An antler skims my neck, a cool flush against my drumming pulse. 

It was always going to miss. Or else Perlan would have intervened.

It was always going to miss. Or else Perlan would have intervened. He’s watching. He has to be.  I scramble back, muscles once taut with concentration now loose and shaky and unfocused. I’m acutely aware, suddenly, of my hot, gasping breaths, the sweat soaking my back, and the uncomfortable friction of my hand against the mace handle. Exhaustion. Its first symptom is a wandering mind, after all, followed by discomfort, weariness, and occasionally death.
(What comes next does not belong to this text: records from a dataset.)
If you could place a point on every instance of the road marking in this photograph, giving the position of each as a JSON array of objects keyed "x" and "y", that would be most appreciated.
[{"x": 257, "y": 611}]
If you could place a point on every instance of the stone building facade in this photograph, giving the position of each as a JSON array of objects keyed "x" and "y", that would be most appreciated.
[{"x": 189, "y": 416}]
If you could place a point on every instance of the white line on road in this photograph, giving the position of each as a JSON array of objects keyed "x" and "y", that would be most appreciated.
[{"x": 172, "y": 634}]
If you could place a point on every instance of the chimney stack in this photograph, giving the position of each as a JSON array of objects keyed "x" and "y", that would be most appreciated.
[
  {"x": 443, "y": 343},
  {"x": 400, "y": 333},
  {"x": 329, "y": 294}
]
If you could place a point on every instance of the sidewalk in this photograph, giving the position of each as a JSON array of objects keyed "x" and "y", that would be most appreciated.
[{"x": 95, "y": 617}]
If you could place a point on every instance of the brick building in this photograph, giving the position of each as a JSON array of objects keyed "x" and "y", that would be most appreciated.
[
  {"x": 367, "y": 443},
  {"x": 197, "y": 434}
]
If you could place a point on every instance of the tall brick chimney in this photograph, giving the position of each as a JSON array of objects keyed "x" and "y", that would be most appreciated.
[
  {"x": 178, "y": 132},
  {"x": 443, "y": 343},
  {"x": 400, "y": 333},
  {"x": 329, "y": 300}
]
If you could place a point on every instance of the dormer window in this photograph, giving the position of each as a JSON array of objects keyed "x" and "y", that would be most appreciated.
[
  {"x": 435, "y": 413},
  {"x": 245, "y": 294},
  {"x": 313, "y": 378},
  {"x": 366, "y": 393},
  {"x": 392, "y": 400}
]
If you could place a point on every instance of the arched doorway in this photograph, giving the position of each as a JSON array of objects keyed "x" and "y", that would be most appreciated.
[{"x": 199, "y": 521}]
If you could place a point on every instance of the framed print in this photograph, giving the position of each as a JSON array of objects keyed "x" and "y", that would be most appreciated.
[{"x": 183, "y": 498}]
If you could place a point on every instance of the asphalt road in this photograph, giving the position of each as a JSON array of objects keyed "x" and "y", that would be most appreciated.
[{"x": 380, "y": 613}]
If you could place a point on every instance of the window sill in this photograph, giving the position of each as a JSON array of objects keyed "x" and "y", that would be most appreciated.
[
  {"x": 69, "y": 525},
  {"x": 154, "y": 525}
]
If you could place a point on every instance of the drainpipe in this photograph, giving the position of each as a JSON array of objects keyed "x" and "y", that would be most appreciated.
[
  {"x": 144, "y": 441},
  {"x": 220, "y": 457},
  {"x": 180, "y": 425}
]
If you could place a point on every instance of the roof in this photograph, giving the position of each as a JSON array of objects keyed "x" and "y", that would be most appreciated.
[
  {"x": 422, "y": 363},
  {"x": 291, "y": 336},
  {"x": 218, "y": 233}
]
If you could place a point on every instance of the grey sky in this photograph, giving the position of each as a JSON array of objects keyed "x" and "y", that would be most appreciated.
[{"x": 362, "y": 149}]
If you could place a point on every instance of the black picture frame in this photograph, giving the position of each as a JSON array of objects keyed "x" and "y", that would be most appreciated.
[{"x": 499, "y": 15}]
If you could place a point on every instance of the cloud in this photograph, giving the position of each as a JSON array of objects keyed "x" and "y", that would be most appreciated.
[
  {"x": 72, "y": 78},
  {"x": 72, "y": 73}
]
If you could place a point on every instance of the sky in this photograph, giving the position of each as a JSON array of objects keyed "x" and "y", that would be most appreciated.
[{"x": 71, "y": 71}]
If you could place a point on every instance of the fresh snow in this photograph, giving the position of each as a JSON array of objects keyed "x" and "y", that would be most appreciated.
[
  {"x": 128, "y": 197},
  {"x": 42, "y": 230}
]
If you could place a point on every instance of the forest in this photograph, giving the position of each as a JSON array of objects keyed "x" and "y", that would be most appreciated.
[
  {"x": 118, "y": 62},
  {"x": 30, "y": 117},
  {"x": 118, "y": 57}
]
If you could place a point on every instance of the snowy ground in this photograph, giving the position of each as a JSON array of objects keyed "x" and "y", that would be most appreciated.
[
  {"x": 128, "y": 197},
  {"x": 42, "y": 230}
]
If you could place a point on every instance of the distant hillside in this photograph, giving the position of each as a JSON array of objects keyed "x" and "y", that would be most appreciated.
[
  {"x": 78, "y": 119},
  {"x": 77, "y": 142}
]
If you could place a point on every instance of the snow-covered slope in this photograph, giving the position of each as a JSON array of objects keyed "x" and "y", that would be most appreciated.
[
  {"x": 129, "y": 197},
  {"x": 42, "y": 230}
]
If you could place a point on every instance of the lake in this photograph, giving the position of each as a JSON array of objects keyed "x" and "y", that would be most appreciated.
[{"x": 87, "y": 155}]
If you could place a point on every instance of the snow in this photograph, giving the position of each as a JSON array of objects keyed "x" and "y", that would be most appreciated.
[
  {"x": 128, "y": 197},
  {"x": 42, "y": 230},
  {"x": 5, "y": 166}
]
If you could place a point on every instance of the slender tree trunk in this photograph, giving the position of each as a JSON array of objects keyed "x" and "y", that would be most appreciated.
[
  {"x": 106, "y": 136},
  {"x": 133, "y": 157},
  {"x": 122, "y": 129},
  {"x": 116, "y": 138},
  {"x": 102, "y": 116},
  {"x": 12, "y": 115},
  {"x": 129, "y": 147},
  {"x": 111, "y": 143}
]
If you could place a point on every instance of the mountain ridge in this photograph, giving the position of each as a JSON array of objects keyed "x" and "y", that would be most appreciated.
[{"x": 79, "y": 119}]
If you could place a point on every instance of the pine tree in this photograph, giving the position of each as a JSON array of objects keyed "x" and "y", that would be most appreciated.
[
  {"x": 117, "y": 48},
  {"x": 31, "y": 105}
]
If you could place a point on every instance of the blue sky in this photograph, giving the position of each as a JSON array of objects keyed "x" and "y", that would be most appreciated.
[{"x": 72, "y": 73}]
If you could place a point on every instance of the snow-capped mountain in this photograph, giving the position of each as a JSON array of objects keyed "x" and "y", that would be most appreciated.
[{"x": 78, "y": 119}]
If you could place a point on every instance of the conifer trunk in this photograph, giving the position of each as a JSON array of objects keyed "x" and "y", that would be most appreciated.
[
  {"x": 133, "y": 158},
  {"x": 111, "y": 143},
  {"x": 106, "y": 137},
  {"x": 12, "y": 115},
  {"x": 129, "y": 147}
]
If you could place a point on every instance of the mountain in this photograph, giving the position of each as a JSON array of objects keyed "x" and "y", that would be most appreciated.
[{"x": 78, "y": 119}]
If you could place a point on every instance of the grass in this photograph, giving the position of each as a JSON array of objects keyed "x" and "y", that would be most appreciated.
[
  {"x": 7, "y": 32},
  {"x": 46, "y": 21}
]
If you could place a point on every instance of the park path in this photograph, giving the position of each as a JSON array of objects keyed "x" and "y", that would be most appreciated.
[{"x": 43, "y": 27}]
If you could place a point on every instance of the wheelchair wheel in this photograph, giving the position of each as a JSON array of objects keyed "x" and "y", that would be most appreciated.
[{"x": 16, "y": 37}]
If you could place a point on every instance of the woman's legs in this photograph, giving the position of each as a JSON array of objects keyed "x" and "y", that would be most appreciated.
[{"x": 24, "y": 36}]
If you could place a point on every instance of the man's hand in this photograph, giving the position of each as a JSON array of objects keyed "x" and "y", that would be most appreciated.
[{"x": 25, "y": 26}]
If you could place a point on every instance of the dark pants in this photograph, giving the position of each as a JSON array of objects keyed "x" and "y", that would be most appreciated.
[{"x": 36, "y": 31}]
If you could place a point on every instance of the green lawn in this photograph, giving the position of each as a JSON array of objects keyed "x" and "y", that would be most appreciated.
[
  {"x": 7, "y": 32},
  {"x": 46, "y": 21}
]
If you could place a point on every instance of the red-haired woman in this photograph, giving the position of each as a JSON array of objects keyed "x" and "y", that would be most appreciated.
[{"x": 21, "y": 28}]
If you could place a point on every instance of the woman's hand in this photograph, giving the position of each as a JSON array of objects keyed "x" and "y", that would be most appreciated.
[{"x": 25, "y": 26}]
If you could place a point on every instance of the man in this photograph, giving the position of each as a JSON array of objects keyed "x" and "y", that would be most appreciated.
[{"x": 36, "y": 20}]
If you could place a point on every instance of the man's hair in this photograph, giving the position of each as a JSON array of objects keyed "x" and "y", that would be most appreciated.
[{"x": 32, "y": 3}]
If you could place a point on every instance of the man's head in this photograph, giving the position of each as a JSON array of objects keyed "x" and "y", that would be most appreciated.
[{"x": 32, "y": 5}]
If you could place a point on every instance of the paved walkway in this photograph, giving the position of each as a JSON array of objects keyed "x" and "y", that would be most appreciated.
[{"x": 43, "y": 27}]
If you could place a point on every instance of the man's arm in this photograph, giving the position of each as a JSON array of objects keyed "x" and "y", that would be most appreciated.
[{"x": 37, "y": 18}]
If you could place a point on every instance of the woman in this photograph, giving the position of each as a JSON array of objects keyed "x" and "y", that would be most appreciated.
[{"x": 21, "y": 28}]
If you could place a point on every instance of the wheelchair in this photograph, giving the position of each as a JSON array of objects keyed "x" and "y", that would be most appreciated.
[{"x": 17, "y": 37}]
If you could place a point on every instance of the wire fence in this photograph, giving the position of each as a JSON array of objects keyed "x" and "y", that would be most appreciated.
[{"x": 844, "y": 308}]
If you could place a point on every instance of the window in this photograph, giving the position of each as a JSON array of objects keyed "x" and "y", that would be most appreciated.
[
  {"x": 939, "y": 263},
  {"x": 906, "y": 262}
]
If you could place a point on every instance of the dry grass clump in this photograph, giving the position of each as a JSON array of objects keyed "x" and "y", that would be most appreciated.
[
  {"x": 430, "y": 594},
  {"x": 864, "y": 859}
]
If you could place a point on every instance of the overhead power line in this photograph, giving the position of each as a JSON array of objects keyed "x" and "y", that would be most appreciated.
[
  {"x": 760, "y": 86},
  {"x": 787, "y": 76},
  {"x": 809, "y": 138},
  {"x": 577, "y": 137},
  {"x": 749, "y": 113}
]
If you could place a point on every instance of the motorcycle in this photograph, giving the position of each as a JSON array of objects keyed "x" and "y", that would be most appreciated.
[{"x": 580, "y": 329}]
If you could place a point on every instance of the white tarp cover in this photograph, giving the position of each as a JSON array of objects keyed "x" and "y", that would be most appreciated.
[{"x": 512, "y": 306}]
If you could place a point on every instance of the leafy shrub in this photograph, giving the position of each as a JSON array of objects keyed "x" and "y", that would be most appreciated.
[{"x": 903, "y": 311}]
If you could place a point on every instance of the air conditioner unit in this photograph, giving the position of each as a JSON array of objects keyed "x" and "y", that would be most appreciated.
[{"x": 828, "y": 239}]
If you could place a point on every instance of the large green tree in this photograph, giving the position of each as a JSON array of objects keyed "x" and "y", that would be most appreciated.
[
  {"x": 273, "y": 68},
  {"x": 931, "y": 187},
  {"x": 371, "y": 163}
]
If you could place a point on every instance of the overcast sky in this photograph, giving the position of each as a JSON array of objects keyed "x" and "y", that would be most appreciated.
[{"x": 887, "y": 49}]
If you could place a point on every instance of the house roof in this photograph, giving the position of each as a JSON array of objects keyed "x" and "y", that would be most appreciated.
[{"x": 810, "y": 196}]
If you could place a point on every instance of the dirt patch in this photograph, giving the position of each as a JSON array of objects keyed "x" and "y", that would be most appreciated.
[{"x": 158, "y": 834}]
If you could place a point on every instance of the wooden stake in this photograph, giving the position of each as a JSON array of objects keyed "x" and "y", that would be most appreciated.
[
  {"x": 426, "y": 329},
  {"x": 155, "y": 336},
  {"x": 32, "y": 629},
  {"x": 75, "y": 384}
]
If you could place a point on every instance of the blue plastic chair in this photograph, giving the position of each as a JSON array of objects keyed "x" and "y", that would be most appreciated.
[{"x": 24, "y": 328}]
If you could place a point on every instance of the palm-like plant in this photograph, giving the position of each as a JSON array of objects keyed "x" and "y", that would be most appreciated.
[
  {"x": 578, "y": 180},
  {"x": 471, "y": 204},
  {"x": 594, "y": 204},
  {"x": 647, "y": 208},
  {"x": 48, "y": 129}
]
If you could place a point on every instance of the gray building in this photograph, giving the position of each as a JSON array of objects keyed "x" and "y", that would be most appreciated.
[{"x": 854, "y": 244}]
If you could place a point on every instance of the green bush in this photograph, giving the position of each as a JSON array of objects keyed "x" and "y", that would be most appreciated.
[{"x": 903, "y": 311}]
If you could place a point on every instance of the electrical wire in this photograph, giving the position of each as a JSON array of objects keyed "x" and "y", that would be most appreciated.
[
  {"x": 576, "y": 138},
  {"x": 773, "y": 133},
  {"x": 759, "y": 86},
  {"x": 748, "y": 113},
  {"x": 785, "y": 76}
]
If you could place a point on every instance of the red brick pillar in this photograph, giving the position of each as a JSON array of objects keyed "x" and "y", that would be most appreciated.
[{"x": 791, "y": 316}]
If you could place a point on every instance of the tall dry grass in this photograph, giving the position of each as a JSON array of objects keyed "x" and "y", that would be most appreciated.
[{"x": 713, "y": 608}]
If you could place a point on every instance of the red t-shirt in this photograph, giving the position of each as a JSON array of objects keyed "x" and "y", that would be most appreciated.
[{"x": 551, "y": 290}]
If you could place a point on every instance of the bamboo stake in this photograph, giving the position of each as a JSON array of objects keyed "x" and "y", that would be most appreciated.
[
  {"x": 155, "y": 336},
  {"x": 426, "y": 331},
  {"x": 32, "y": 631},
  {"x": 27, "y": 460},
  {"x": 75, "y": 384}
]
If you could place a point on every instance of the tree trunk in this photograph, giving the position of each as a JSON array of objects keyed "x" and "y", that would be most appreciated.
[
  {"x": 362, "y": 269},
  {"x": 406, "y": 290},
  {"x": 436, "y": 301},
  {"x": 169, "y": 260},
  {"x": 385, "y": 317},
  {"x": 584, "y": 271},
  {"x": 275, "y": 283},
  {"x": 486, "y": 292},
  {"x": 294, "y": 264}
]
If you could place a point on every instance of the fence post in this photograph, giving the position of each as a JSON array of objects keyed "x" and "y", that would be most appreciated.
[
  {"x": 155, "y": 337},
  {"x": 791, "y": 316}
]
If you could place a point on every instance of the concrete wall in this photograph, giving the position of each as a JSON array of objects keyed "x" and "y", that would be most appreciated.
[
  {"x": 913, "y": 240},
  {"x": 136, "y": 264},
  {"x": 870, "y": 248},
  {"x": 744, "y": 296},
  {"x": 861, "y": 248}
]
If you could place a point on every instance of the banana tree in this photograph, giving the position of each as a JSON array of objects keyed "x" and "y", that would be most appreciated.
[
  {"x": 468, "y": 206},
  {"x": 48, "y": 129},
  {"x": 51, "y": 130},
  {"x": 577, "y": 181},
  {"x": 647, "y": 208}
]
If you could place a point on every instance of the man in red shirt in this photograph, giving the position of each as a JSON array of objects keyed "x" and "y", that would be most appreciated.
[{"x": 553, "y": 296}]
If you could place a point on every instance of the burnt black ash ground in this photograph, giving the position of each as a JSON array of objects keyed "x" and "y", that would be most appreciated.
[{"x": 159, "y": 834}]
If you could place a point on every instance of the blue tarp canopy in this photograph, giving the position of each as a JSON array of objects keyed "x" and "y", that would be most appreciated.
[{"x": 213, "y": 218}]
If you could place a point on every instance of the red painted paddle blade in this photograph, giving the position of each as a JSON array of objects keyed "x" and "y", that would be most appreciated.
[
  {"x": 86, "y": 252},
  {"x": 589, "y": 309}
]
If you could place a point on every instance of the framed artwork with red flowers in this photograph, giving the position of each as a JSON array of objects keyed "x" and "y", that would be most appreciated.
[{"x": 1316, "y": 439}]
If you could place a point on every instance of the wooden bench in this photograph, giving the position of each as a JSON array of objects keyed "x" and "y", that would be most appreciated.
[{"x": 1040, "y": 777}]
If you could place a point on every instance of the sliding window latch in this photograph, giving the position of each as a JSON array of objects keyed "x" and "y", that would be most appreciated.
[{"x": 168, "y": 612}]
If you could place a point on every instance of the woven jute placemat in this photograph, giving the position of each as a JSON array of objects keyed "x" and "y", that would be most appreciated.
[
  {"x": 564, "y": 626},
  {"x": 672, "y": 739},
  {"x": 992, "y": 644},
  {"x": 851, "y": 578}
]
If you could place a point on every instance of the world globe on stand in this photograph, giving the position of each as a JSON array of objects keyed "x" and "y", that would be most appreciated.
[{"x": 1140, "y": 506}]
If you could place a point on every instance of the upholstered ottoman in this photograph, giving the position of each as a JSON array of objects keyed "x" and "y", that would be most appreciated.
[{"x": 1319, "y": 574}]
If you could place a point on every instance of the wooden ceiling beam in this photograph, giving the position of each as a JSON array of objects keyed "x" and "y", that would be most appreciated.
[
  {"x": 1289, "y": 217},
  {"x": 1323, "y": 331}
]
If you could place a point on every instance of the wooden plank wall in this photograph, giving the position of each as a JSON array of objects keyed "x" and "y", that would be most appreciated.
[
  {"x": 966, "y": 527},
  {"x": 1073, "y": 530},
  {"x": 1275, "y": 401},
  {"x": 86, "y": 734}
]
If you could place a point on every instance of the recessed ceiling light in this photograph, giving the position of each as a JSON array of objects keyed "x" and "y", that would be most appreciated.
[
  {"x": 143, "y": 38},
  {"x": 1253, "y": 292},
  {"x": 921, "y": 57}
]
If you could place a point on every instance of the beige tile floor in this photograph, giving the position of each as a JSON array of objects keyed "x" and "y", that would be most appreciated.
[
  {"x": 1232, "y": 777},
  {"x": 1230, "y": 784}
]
It typically leads to failure, as well. 

On my feet again, I fling the mace at the kerata’s antlers. It reels back on its hindlegs, kicking wildly at air and breaching the relative silence with that awful mourning cry. After a heartbeat or two, fractures splinter through those steely gray antlers and the tips snap off. Glittering chunks crumble, hitting the ground in soft, shimmery explosions. There’s a cold, discordant chiming; somewhere between quiet clinking of broken icicles and the hollow whistling of a glass flute. 

The kerata’s body falls with a dull, heavy thud. 

Just like me, really, losing my mind just before the killing blow. I breathe first, in long, measured gulps of air, and then shake out my ruptured waterskin. It seems Azi truly did not know the details of the assessment. A flashbang and a poison dagger are both certifiably useless against a kerata and were, unfortunately, dead weight on my waist. I take out the pouch anyway and scoop a handful of nutty trail mix, slumping against a smooth sodium shard that protrudes maybe ten feet from the ground. I can see a flare of blazing blue sky from this position. The afternoon sun’s gotta be high and bright by now, so I suppose the walk home will be miserable. I passed the assessment, though, and nobody can deny that.

Darkness winnows the edges of my sight, a shadowy static settling in. Inhale. Hold. Exhale. Do not pass out

I close my eyes. Just for a second. And when I hear the clattering of footsteps, I presume, obviously, that Perlan has come to deliver his evaluation. 

A tired, crooked smile rests prepared on my lips. 

I open my eyes. 

My tunnel vision locks on a ghost’s face.